Physical activity as a protective factor for dementia and Alzheimer’s disease: systematic review, meta-analysis and quality assessment of cohort and case–control studies

Iso-Markku, P. et al. Physical activity as a protective factor for dementia and Alzheimer’s disease: systematic review, meta-analysis and quality assessment of cohort and case–control studies. Brit J Sport Med 56, 701–709 (2022)

Abstract

Objective

Physical activity (PA) is associated with a decreased incidence of dementia, but much of the evidence comes from short follow-ups prone to reverse causation. This meta-analysis investigates the effect of study length on the association.

Design

A systematic review and meta-analysis.
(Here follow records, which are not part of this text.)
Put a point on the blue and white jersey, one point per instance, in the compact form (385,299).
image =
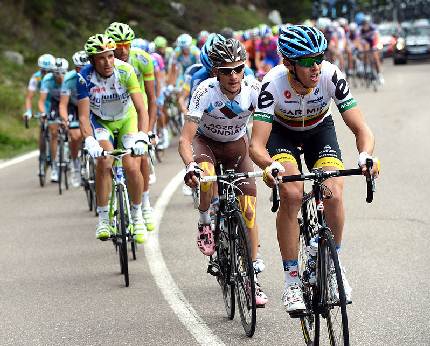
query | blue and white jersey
(51,87)
(219,118)
(68,87)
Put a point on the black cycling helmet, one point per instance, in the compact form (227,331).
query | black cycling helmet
(230,50)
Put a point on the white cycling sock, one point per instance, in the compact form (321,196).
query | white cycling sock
(103,213)
(205,218)
(145,200)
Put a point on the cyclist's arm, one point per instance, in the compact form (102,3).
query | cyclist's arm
(64,101)
(364,138)
(41,103)
(186,139)
(84,117)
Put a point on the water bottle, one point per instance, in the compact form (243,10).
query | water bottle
(312,250)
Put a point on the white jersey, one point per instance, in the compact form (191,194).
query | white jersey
(219,118)
(279,102)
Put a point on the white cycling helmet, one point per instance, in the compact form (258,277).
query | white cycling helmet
(80,58)
(184,41)
(61,65)
(46,62)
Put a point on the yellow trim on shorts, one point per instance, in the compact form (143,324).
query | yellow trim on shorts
(329,162)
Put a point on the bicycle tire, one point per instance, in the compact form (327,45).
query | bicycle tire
(60,163)
(245,285)
(330,310)
(122,236)
(224,262)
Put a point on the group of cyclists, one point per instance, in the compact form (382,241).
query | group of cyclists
(116,97)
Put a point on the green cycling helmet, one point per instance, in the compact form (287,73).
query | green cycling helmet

Pooled effect sizes, dose–response analysis and funnel plots were used to synthesise the results.

Data sources

CINAHL (last search 19 October 2021),PsycInfo, Scopus, PubMed, Web of Science (21 October 2021) and SPORTDiscus (26 October 2021).

Eligibility criteria

Studies of adults with a prospective follow-up of at least 1year, a valid cognitive measure or cohort in mid-life at baseline and an estimate of the association between baseline PA and follow-up all-cause dementia, Alzheimer’s disease or vascular dementia were included (n=58).

Results

PA was associated with a decreased risk of all-cause dementia (pooled relative risk 0.80, 95% CI 0.77 to 0.84, n=257983), Alzheimer’s disease (0.86, 95% CI 0.80 to 0.93, n=128261) and vascular dementia (0.79, 95% CI 0.66 to 0.95, n=33 870), even in longer follow-ups (≥20 years) for all-cause dementia and Alzheimer’s disease. Neither baseline age, follow-up length nor study quality significantly moderated the associations. Dose–response meta-analyses revealed significant linear, spline and quadratic trends within estimates for all-cause dementia incidence, but only a significant spline trend for Alzheimer’s disease. Funnel plots showed possible publication bias for all-cause dementia and Alzheimer’s disease.

Conclusion

PA was associated with lower incidence of all-cause dementia and Alzheimer’s disease, even in longer follow-ups, supporting PA as a modifiable protective lifestyle factor, even after reducing the effects of reverse causation.